13 thoughts on “Symbian^3 vs iPhone OS 4.0”

  1. Nice article :)

    Maybe you could assign weightages to the features as you perceive, and leave out a little for the miscellaneous aspects. But for comprehensiveness, that would also demand looking into what these 2 OSes have been doing well in the past, so you could assume that if nothing special has been announced about those features, those things would be at least as good in the upcoming revisions..
    Then you would at least have a nice juicy number to compare the two, which you could update as and when more light is shed on both. :)

    P.S: Dunno if that verbose sentence I wrote ended up making sense. If not, reread it till it does! ;) :D

  2. Just a thought on the multi tasking. I have been a loyal Nokia customer and very much an anti-Apple fanboi (just setting the context). But I really like the multi tasking implementation in Apple. It provides virutal multi tasking in 95% of the cases, which will be indistinguishable from the real one. And with regards to the Nokia battery life, are you talking about full screen touch devices that Nokia has. As far as I know they do not last more than a day of moderate use. Also the background apps that mostly run on these are typically not very processor intensive due to the lack of such apps on Symbian.
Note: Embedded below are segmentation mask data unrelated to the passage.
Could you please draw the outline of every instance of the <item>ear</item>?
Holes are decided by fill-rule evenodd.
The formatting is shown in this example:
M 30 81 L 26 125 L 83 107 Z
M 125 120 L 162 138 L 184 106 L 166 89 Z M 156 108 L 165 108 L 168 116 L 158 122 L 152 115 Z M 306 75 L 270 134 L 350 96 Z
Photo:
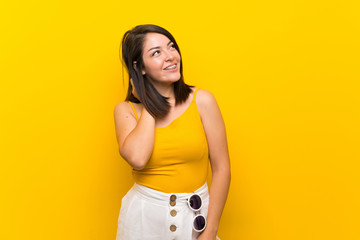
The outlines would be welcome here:
M 136 61 L 133 62 L 133 68 L 136 70 Z M 145 75 L 146 74 L 145 70 L 142 70 L 141 74 Z

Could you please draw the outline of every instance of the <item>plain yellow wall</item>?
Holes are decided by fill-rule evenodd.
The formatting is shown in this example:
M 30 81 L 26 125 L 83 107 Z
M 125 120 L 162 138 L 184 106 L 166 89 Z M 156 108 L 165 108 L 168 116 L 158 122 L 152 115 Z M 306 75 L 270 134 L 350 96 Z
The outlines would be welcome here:
M 3 1 L 0 239 L 114 240 L 133 184 L 119 45 L 173 33 L 216 96 L 232 184 L 219 236 L 360 239 L 358 1 Z

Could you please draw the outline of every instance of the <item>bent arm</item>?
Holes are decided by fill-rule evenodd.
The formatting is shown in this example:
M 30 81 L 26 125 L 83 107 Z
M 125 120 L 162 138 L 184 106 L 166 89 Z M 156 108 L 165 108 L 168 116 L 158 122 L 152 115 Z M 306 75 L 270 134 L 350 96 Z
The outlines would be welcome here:
M 127 102 L 115 106 L 114 118 L 120 155 L 134 169 L 143 169 L 154 148 L 155 119 L 142 108 L 139 121 L 136 122 Z
M 215 239 L 230 186 L 230 159 L 225 124 L 214 96 L 201 90 L 197 98 L 212 170 L 207 227 L 199 239 Z

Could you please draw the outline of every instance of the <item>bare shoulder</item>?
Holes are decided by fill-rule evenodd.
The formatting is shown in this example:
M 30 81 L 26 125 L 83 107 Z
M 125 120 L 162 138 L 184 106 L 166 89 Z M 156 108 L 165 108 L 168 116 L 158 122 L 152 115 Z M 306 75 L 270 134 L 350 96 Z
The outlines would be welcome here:
M 215 96 L 207 90 L 199 89 L 196 94 L 196 106 L 209 146 L 211 149 L 217 149 L 218 140 L 222 139 L 225 133 L 225 125 Z M 211 152 L 210 155 L 214 156 L 214 151 Z
M 199 111 L 206 111 L 209 108 L 217 107 L 215 96 L 205 89 L 197 91 L 195 101 Z
M 114 108 L 115 114 L 121 114 L 126 111 L 129 111 L 129 103 L 128 102 L 119 102 L 115 105 L 115 108 Z
M 117 103 L 114 108 L 114 116 L 115 118 L 133 117 L 135 119 L 135 115 L 131 109 L 130 103 L 128 102 Z

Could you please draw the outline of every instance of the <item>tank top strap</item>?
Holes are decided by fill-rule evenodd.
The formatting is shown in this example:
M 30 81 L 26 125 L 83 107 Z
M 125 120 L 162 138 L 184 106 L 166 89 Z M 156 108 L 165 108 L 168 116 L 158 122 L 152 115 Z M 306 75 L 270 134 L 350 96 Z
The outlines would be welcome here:
M 130 103 L 130 106 L 131 106 L 132 110 L 134 111 L 136 121 L 138 121 L 138 115 L 137 115 L 137 113 L 136 113 L 135 107 L 134 107 L 134 105 L 132 104 L 132 102 L 129 101 L 129 103 Z

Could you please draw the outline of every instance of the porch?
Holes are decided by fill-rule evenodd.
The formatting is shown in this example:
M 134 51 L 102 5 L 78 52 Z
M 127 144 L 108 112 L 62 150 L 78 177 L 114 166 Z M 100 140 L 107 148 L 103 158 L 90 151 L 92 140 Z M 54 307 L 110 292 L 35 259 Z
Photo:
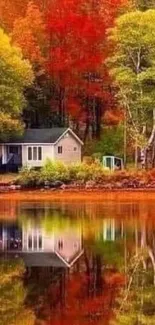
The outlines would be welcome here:
M 0 171 L 17 172 L 22 166 L 22 146 L 3 144 L 0 146 Z

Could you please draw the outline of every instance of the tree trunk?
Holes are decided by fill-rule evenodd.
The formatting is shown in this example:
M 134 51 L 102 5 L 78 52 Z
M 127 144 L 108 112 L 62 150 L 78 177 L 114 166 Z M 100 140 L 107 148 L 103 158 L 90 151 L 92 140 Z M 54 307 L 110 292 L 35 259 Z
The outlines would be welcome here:
M 138 144 L 137 144 L 137 138 L 135 140 L 135 168 L 138 168 Z
M 146 146 L 146 158 L 145 158 L 145 168 L 148 169 L 149 167 L 149 151 L 151 150 L 152 147 L 152 157 L 151 158 L 151 166 L 153 167 L 155 165 L 155 108 L 153 109 L 153 126 L 152 126 L 152 132 L 150 135 L 150 138 L 148 140 L 147 146 Z
M 86 119 L 86 127 L 84 131 L 83 142 L 85 143 L 89 134 L 89 118 Z
M 127 163 L 127 112 L 124 113 L 124 167 Z
M 101 137 L 101 104 L 98 101 L 96 101 L 96 138 L 100 139 Z
M 65 124 L 65 90 L 60 87 L 59 92 L 59 120 L 60 126 Z

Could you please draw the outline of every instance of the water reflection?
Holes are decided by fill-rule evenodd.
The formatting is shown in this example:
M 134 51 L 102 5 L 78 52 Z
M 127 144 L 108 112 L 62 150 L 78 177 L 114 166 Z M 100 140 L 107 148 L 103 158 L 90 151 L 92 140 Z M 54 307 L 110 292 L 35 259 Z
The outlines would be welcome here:
M 1 263 L 23 261 L 24 305 L 34 314 L 33 324 L 110 324 L 136 258 L 155 285 L 154 211 L 147 201 L 4 202 Z
M 83 254 L 82 232 L 45 231 L 37 224 L 0 224 L 0 252 L 20 257 L 27 267 L 71 267 Z

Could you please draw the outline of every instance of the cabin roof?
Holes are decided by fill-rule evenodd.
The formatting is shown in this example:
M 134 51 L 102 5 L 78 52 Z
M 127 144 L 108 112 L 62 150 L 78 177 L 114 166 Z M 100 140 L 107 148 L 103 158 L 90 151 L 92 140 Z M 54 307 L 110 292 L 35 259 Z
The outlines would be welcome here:
M 11 138 L 5 143 L 9 144 L 48 144 L 56 143 L 65 133 L 71 132 L 72 135 L 82 144 L 80 138 L 69 128 L 48 128 L 48 129 L 26 129 L 21 137 Z M 1 143 L 4 143 L 1 141 Z

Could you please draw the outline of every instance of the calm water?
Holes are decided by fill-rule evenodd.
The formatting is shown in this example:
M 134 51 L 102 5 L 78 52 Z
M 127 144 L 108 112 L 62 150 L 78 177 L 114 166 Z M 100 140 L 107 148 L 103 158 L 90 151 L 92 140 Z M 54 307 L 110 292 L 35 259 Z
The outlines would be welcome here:
M 128 286 L 125 274 L 130 275 L 128 267 L 137 256 L 149 271 L 145 287 L 153 286 L 153 202 L 1 203 L 1 261 L 24 263 L 23 305 L 34 324 L 110 324 L 116 298 Z M 153 315 L 154 309 L 149 317 Z M 14 321 L 13 314 L 8 317 Z M 7 316 L 0 324 L 9 324 Z

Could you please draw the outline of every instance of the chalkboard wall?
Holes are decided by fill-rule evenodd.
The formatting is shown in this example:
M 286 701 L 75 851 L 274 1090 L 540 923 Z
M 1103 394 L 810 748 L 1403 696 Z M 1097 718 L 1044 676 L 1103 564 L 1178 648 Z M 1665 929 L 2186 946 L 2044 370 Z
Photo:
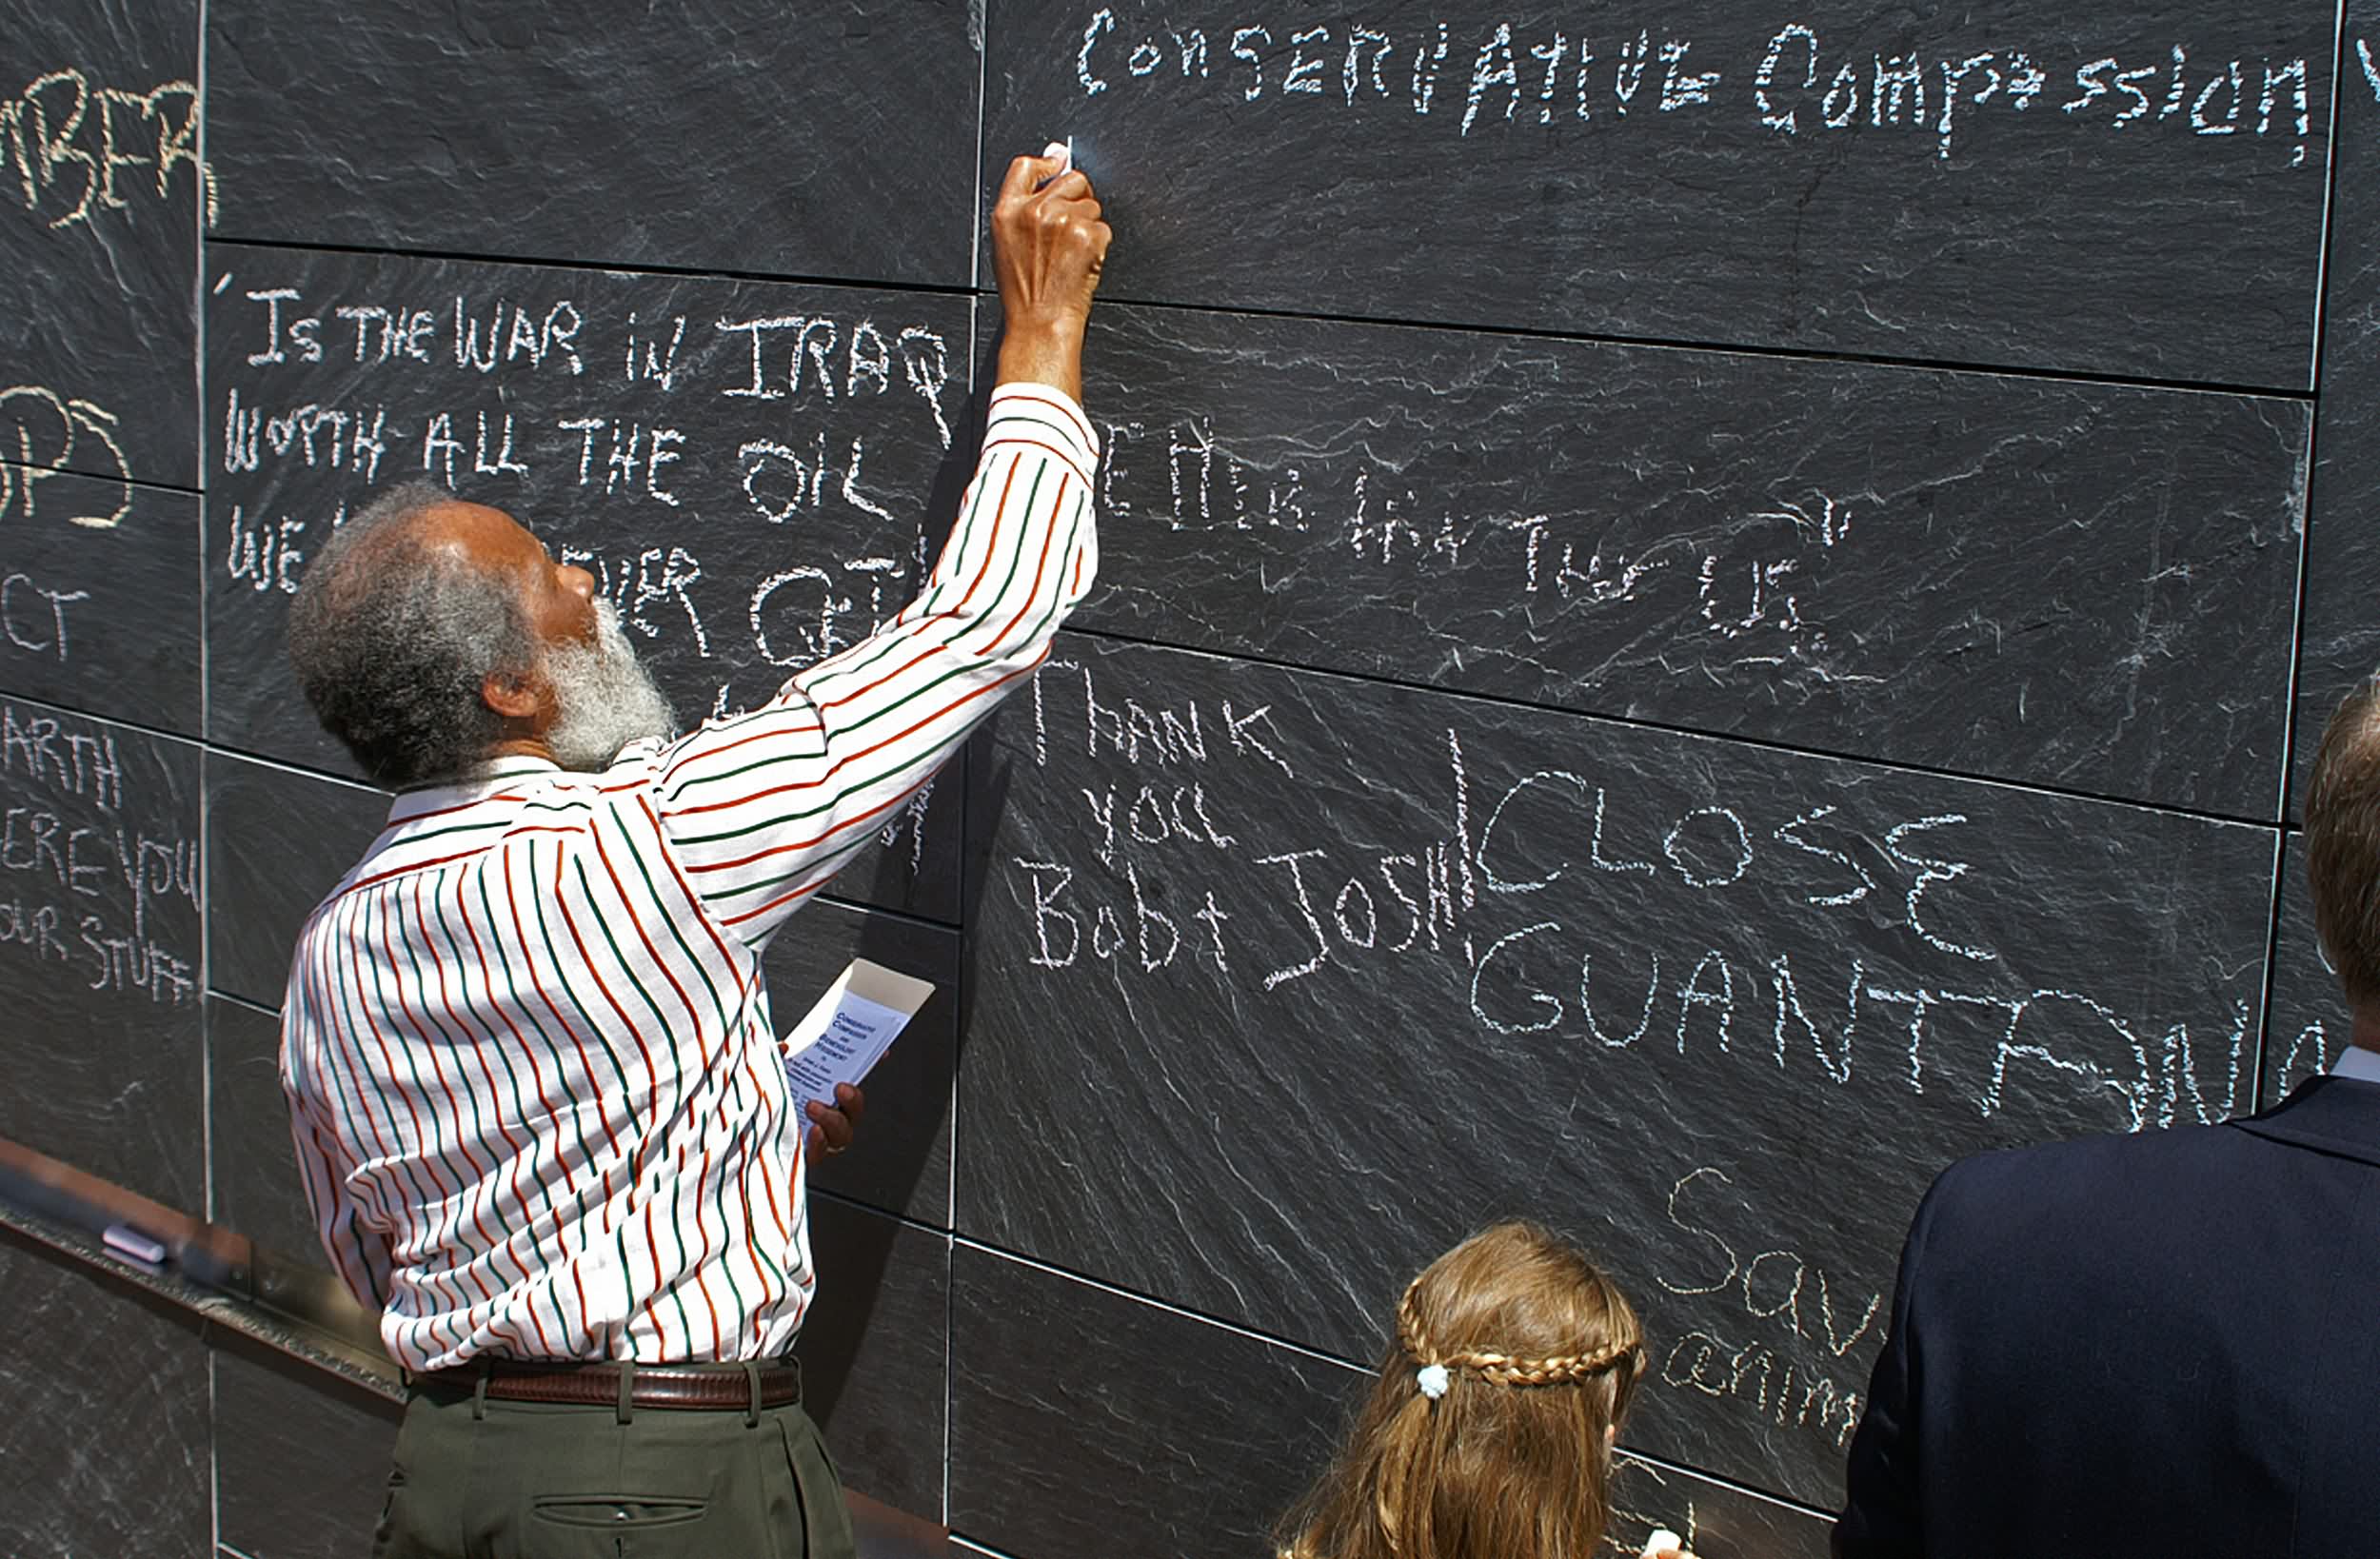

This is just a feeling since I never benchmarked any.

    1. I run Fring, Nokia Messaging (and at times, Joikuspot – which is a real power hog) in the background all the time. With moderate use, I find it lasting more than a day, though, more often than not, I end up using it quite a lot, which drops the battery to 1-2 blocks, and I re-charge it at the end of the day. True, for 95% of the cases, the iPhone version is good enough, and if implemented on Nokia, would further enhance the battery life. Maybe an application can opt-in for the “power saver” multi-tasking mode. Otherwise, it is multi-tasked normally. :-) Something to think about…

  3. Comparision of technical aspects and *features list* Nokia will always be a winner. When it comes to UI and UX Apple products Rock. And about power usage i guess sometimes i charge N97 mini twice a day ;) To be fair its receiving a hammering every day in terms of usage. And yes N8 will be having a 1200mAH battery?? N97 hardly used to give me a days of backup even with a 1400mAH battery..

  4. Probably worth adding Meego/Maemo to the list.

    After using N900 for 2 weekends, I don’t feel like using anything else. Very addictive. :)

    Used iPhone for 1 full week and had no regrets in giving back the device.

    1. This was just a comparison of “new” features in the two OSes. Probably a head-to-head comparison can be done once Symbian^3, iPhone OS 4.0 and MeeGo (1.0 ?) launches.. :-)

  5. very well organised article , but i have a doubt was symbian kernel an opensource , Wasnt it they just provide SDKS ?

    and how will weigh android with symbian ?

  6. Previously, the Symbian OS was completely closed-source and they only provided SDKs for development. Now, the whole of Symbian OS, from kernel and drivers, to the applications, have been released as open-source (under EPL).

    As for a comparison with Android, I don’t have sufficient experience with Android to compare them feature by feature. However, for an idea on my thoughts about Android vs Symbian can be seen in the comments section of the following article:

  7. Being opensource , does that mean to symbian platform i can insert any multimedia framework i want , Is symbian kernel based on any linux kernels ?
    Can you give me link to download the code ( lazy enough :( )

  8. And again y symbian is not chosen for a further competition with iPhone . isnt it nokia targetting meego for upcoming phones?

  9. Yes, you can insert any multimedia framework you want, and NO! Symbian is NOT based on Linux kernel. It is not even monolithic. Its a (soft) real-time microkernel.

    Here’s how to get a PDK (Product Development Kit) which contains the entire Symbian OS source code and binaries.

    MeeGo (which is based on Maemo, a mature and good-looking Linux distribution for Internet Tables – N770, N800, N810) is better equipped, at the moment, to compete with the modern-UI-flaunting iOS and Android. Personally, I am hoping that Symbian will make a major comeback later, once Symbian^4 phones are out (with the revamped touch-centric UI).